While these are basic life-saving recommendations, we have made it virtually impossible for people to comply. By definition, these measures require a place where people can be supervised during their injection and this is technically illegal. Despite a Supreme Court of Canada decision in favour of supervised injection sites in 2011, the federal government subsequently passed Bill C-2, which imposed multiple barriers to opening new sites.
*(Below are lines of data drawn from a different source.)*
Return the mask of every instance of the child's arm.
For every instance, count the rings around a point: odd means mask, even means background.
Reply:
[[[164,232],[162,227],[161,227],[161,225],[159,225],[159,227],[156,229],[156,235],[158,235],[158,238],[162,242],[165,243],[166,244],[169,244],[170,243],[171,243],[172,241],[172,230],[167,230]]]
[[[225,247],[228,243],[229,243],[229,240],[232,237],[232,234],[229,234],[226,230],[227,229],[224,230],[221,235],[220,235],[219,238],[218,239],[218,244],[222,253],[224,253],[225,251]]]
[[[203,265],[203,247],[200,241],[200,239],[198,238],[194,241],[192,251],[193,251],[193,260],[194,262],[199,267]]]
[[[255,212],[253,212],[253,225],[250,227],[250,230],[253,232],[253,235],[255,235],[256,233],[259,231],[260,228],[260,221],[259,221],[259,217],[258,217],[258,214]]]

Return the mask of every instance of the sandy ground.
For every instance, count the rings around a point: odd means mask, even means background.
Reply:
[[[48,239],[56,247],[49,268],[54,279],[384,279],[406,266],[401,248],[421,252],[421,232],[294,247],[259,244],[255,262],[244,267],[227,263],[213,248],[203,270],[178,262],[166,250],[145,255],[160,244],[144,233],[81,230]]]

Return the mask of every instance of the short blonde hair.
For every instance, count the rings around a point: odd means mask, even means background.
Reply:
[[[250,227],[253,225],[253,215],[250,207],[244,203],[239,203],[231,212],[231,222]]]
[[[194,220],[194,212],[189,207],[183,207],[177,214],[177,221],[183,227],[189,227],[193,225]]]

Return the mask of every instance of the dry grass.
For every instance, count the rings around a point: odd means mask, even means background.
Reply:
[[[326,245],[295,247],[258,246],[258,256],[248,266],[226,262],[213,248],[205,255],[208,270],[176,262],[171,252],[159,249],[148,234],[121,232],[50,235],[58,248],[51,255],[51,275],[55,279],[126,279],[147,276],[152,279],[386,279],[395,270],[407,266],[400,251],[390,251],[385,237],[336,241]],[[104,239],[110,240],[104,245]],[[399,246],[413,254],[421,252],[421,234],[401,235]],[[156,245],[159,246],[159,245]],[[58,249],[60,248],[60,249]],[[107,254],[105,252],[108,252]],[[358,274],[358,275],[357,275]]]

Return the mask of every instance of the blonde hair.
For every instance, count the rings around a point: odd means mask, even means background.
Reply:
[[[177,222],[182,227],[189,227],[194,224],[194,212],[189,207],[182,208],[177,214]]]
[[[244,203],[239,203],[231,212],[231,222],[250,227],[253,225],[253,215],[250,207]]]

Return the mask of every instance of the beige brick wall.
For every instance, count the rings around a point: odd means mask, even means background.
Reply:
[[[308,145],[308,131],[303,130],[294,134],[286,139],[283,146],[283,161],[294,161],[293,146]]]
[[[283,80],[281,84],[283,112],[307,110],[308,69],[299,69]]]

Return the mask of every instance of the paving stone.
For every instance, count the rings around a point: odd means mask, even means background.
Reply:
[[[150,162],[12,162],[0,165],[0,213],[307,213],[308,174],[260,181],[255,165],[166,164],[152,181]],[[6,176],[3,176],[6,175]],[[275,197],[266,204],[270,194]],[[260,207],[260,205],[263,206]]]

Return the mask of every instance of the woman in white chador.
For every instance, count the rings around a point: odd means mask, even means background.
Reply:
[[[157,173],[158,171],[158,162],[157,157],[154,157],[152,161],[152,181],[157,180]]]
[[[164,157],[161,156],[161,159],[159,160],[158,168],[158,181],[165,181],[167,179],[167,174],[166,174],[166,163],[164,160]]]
The Liberal government this week announced it would repeal that bill and replace it with five conditions outlined by the high court in that 2011 decision.

Instead of allowing the supervision of drug injection, we have trained a group of heroic people, mainly volunteers, who seek out those who have overdosed and hope that they can administer naloxone before it is too late. In shelters and low-barrier housing, people are found dead in their own rooms when it would have been quite simple to provide a designated area with the very things that are necessary to prevent these deaths through early intervention.

Even prior to this overdose crisis, the establishment of supervised injection sites was considered to be an essential harm-reduction intervention. These sites are widely recognized as an effective way to provide a safer place to use drugs and respond to overdoses. In 13 years of operation, Insite has not had a single overdose death.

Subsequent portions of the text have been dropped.